Iran: Hot cells, hot fuss?

Buried in the most recent round of US sanctions against Iran is a titbit that might provide some insight into one of the most tightly-held secrets of Tehran’s nuclear programme: its future capability to produce weapons-useable plutonium.


On 29 August, the US Treasury and State Department added more than 25 banks, companies, ships and people to Washington’s long list of Iranian entities with whom it is forbidden to do business. Among them was an organisation called called the Nuclear Science and Technology Research Institute, or NSTRI.

NSTRI is well-known to proliferation analysts as the research arm of Tehran’s main nuclear agency, the Atomic Energy Organisation of Iran (AEOI). Because of NSTRI’s ties to the AEOI, it has already been sanctioned by Canada, Japan, Australia, and the EU, which sanctioned NSTRI more than three years ago.

So why has the US only just now decided to sanction this organisation?

The answer might go back to that tightly-held secret.

According to the State Department, NSTRI has been sanctioned for its work on Iran’s as-yet unfinished IR-40 nuclear reactor. That’s not surprising. In the current talks with Iran, the US has the IR-40 in its sights: it wants to neuter the reactor as a potential pathway for Iran to produce weapons‑suitable plutonium, which is what the reactor in its original design configuration was perfectly suited to doing.

But there’s more to the case against NSTRI than just its bad luck in helping out the IR-40 project at an inopportune time. What has the US particularly riled, seemingly, is a specific project that NSTRI is undertaking for the IR‑40: NSTRI, the State Department says, has engaged with another subordinate of the AEOI to produce lead glass for the IR-40’s hot cells.

That project is the real casus belli against NSTRI. Hot cells are thick-walled containment chambers in which spent nuclear fuel or irradiated specimens are examined and manipulated. As the State Department notes, the hot cells that Iran has planned for the IR-40 will be adequate for research-scale plutonium extraction, once they are finished.

But those hot cells are not yet complete. Indeed, back in 2010, according to IAEA inspections of the IR-40 facility, they were just empty shells – and there has been no indication since, in IAEA reports or elsewhere, of any substantial progress.

This delay is most likely due to Iran’s inability to obtain for the hot cells two key pieces of equipment that are highly difficult to buy or produce: items that non-proliferation analysts describe as ‘chokepoint goods’.

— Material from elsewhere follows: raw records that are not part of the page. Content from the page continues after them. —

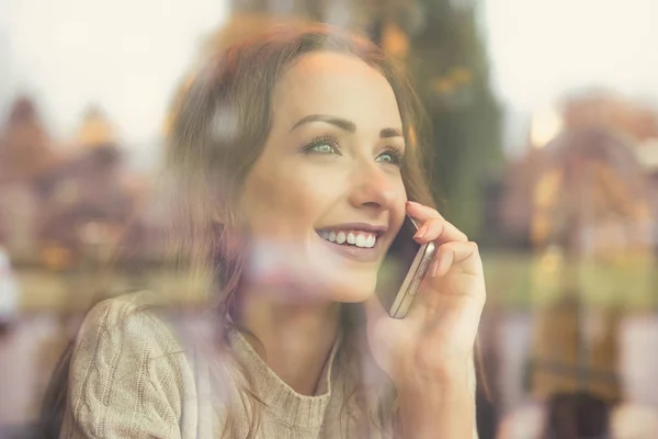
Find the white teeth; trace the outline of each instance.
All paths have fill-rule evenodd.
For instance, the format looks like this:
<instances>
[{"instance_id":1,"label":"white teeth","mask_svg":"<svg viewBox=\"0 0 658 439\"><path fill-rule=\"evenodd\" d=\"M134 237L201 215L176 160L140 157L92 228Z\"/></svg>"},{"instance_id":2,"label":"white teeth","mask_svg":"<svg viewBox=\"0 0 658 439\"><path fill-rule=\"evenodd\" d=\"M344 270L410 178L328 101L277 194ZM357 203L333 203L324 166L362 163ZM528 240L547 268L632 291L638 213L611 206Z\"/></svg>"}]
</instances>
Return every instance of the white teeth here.
<instances>
[{"instance_id":1,"label":"white teeth","mask_svg":"<svg viewBox=\"0 0 658 439\"><path fill-rule=\"evenodd\" d=\"M348 244L356 244L356 239L354 238L354 234L352 232L348 234Z\"/></svg>"},{"instance_id":2,"label":"white teeth","mask_svg":"<svg viewBox=\"0 0 658 439\"><path fill-rule=\"evenodd\" d=\"M373 248L377 243L377 235L371 233L320 230L319 235L330 243L347 243L360 248Z\"/></svg>"},{"instance_id":3,"label":"white teeth","mask_svg":"<svg viewBox=\"0 0 658 439\"><path fill-rule=\"evenodd\" d=\"M365 240L366 240L365 236L356 235L356 240L354 241L354 244L356 244L356 247L365 247Z\"/></svg>"}]
</instances>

The first of these chokepoint items is master‑slave manipulators: robotic arms that allow an operator to manipulate samples inside a hot cell from the safety of a protected area outside it. Manipulators are tricky to manufacture and only sold by a few companies in the world, all of whom would be highly reluctant to deal with Iran. Even before the advent of UN sanctions against Tehran’s nuclear programme, Iran’s attempts to buy manipulators for the IR-40 – described in a 2004 IAEA report – were rejected by foreign suppliers.

The other chokepoint item required for hot cells – and this brings us back to NSTRI – is lead glass, used to shield an operator from radiation while allowing them to see inside the cell itself. Lead glass is no less difficult to manufacture than manipulators, and in the thickness required to provide shielding from highly-radioactive spent nuclear fuel, it is just as hard to obtain. The Iranian companies that supply thin, foreign-made lead glass to local hospitals for radiography rooms wouldn’t be able to convince overseas suppliers to sell them lead glass sufficient for hot cells: its thickness would be a dead giveaway that it was destined for the IR-40 reactor.

If the NSTRI is trying to help Iran to make its own lead glass, rather than buy it from abroad, then one of the roadblocks on Iran’s plutonium pathway is being chipped away. And that would have the US particularly worried.

Other information, though, should temper their concern. Journal publications available in open sources indicate that NSTRI’s involvement in lead glass research is not at all new – indeed, these documents show that the NSTRI has been studying lead glass production processes since at least 2010. If four years later NSTRI is still attempting to make the material, it may indicate bigger problems in their research.

And there are further hints of these problems. Trade websites show that in 2011 – a year after the NSTRI is first known to have attempted lead glass development – an Iranian procurer made repeated attempts to buy an entire lead glass production line from China. (A well-known proliferation tactic to defeat domestic shortcomings in chokepoint good development is to purchase the means of production from abroad.) It is unclear whether this attempted purchase was ever completed: most likely, it failed.

Iranian nuclear officials will certainly have recognised these shortcomings in the IR-40’s supply chain and will be working hard to overcome them by whatever means necessary. Vigilance on the part of national authorities and exporters outside Iran will be necessary to ensure that Iran’s aims are not inadvertently assisted.